Published online by Cambridge University Press: 15 May 2009
1. No evidence was found of the presence of furunculosis in trout farms. Over 100 trout from four farms in S. England were examined with entirely negative results.
2. Of eighteen live trout taken from the Kennet, three were carrying the B. salmonicida in their blood. All three were in poor condition but alive and active, and two of them were so-called “black fish”.
3. Bacteriological analyses of Kennet water at eleven selected points were carried out in the month of August. They revealed no serious pollution nor any definite relationship between high bacterial content and the disease.
4. Laboratory experiments to test pathogenicity of B. salmonicida appear to show:
(a) That the bacillus is lethal to goldfish when injected into the muscle but not necessarily so when rubbed into a skin wound.
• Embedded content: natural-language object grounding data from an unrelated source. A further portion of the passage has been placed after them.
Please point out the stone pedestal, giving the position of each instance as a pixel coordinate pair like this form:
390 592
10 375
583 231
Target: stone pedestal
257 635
(b) That in the case of gobies infection from water polluted with pure broth cultures of B. salmonicida is possible and may cause death in about fifteen days after the introduction of the culture.
(c) That fish (gobies) which had survived the last experiment for a period of six weeks were capable of infecting healthy “contacts”, when kept with them in fresh running water.
5. A few laboratory experiments on the behaviour of B. salmonicida in sewage appeared to indicate that the bacillus persists longer in tap and distilled water than in crude sewage and sewage effluent.
6. Specimens of fish (salmon and trout) infected with furunculosis were also received during the summer from the Rivers Lledr (Wales), Lyon (Scotland) and a private hatchery on the Test at Whitchurch. The conditions in the two latter cases suggested that the outbreak was mainly due to carriers.
7. Measures suggested in the case of infected streams are: avoidance of over-stocking, bacteriological scrutiny of source of fresh stocks, removal of sick and ill-conditioned fish, and sewage control.